Installed capacity is not the capacity a customer can use
Several public numbers can be mistaken for one another. AS7503 has 16,384 unique IPv4 addresses. Its JPNAP port is listed at 10 Gbps. Airnet advertises a 100 Mbps guaranteed-bandwidth option for managed systems. FLET'S access products have their own nominal line rates. None of those figures answers the same question.
The 10 Gbps exchange port is a physical interface into JPNAP Tokyo. It applies to traffic exchanged through that port, not necessarily to transit traffic through IIJ, KDDI or ARTERIA. It does not show whether Airnet has one or several links in a bundle, whether the port is close to saturation, or how much route-server traffic it carries. The total available internet capacity could be larger or smaller in particular directions depending on private contracts and traffic engineering.
The 100 Mbps service described on the managed-hosting network page is narrower than a blanket internet guarantee. Airnet says the assured bandwidth applies from a customer system built in the data centre to Airnet's own backbone, and requires a dedicated firewall contract. Charging uses a monthly average. That can protect the customer's access to Airnet's backbone while leaving onward performance dependent on backbone congestion, peering, transit and the remote destination.
Address holdings are not bandwidth. A /19 can hold customer servers or access assignments without carrying a predictable volume of traffic. IPv6 space is even less useful as a load indicator. Cloudflare's observed population estimate does not repair this gap because hosted applications may serve users outside AS7503 and enterprise mail flows do not map cleanly to resident users. A business-heavy network can matter operationally while appearing small in consumer-population measurements.
Airnet does publish examples of controlled maintenance without customer impact, which is useful evidence that some spare path capacity exists. But a successful maintenance window occurs at a chosen time and may not reproduce peak traffic, a simultaneous carrier failure or a disaster in which several systems fail together. The strongest capacity evidence would include time-series utilization by edge, packet loss and latency under failover, transit commit and burst limits, JPNAP port headroom, and test results showing that backup paths can carry the production load.
This is also an economic question. Capacity held idle for rare failures costs money. Colt's case explains that Airnet wanted flexible DR bandwidth because the recovery site did not carry normal traffic. The rational design may be to buy capacity on demand, maintain standby contracts or accept a defined recovery interval rather than duplicate everything at full rate. That can be a sound business choice if customers understand the objective. It should not be described as instantaneous active-active resilience without supporting detail.

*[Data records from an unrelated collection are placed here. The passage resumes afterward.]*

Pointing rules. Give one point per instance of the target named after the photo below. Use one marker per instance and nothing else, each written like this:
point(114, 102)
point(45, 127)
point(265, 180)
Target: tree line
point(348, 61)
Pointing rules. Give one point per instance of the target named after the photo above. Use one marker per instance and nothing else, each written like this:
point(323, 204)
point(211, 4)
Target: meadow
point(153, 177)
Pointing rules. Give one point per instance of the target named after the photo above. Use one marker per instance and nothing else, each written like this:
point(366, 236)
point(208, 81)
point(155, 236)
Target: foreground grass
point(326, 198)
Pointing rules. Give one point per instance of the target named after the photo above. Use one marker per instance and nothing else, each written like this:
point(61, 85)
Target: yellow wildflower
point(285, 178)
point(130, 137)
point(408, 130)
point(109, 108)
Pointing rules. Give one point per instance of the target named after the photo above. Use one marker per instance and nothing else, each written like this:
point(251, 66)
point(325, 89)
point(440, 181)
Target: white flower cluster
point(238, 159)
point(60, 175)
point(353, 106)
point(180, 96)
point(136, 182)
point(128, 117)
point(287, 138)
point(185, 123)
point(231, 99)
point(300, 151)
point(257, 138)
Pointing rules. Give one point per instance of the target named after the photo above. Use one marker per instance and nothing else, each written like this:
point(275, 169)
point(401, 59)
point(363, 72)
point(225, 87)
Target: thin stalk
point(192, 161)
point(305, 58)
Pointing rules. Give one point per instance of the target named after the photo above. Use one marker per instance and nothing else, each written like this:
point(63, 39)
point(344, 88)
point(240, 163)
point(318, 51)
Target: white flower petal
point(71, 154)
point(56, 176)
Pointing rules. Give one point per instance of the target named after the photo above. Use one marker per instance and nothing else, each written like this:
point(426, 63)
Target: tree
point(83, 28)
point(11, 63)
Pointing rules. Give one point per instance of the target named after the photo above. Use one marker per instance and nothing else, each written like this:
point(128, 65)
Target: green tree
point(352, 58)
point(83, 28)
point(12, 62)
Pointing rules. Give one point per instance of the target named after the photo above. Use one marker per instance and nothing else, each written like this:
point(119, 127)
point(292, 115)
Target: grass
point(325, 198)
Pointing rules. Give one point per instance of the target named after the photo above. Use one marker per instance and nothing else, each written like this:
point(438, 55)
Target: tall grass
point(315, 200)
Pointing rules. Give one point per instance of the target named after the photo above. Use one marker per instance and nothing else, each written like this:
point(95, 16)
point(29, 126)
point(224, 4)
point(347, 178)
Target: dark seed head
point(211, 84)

For a customer comparing plans, the important number is therefore not the largest printed interface speed. It is usable capacity across the complete failure path. How much traffic can the alternate route carry? Does failover preserve the customer's fixed address? Will the application continue if DNS, authentication or storage is unavailable? Does a backup circuit rely on the same premises router and power outlet? Those questions convert installed components into service continuity.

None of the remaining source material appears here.